TULUNGAGUNG, lumineerdaily.com – Gubernur Jawa Timur, Khofifah Indar Parawansa, meresmikan revitalisasi dan rehabilitasi bangunan sekolah di SMKN 1 Tulungagung, Kamis (14/5/2026).
Kegiatan tersebut dihadiri kepala sekolah dan perwakilan lembaga penerima bantuan dari Tulungagung, Trenggalek, serta Pacitan.
Kepala Dinas Pendidikan Provinsi Jawa Timur, Aries Agung Paewai, mengatakan bantuan rehabilitasi dan revitalisasi berasal dari anggaran pemerintah pusat tahun 2025.
Di Jawa Timur, total ada 483 sekolah yang menerima bantuan perbaikan bangunan.
Khusus untuk wilayah Tulungagung, Trenggalek, dan Pacitan, terdapat 44 lembaga pendidikan yang memperoleh bantuan dengan total anggaran Rp46.985.940.597.

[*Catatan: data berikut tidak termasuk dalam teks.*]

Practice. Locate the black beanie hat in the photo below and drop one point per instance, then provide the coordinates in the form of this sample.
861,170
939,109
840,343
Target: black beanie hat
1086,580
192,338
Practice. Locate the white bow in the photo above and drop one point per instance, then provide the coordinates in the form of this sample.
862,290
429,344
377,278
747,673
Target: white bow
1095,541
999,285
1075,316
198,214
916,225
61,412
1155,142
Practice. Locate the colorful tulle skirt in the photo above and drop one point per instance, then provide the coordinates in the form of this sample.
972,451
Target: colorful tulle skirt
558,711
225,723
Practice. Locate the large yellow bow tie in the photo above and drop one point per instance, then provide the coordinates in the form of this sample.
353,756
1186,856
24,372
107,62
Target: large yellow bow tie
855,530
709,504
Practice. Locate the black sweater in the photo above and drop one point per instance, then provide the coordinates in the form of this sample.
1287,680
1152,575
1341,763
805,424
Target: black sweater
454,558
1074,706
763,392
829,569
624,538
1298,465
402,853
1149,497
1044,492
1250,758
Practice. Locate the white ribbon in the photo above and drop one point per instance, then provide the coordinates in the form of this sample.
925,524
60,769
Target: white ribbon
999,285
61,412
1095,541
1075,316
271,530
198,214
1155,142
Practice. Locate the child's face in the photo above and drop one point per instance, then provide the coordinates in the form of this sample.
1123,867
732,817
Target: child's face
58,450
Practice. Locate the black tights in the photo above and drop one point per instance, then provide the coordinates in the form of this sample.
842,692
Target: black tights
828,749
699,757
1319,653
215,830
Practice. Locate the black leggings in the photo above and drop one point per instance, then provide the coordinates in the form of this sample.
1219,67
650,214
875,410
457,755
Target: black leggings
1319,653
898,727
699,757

“Untuk tiga wilayah Tulungagung, Trenggalek, dan Pacitan ada 44 lembaga pendidikan yang mendapat bantuan dengan total anggaran hampir Rp47 miliar,” kata Aries.
Di Tulungagung, bantuan dialokasikan untuk 20 lembaga pendidikan dengan total anggaran Rp23.241.817.786.
Rinciannya, delapan bangunan SMA menerima Rp4.721.031.786, sepuluh bangunan SMK memperoleh Rp17.332.887.000, dan dua bangunan SLB mendapat Rp1.187.899.000.
Sementara di Trenggalek, 11 lembaga pendidikan menerima bantuan senilai Rp8.585.366.000.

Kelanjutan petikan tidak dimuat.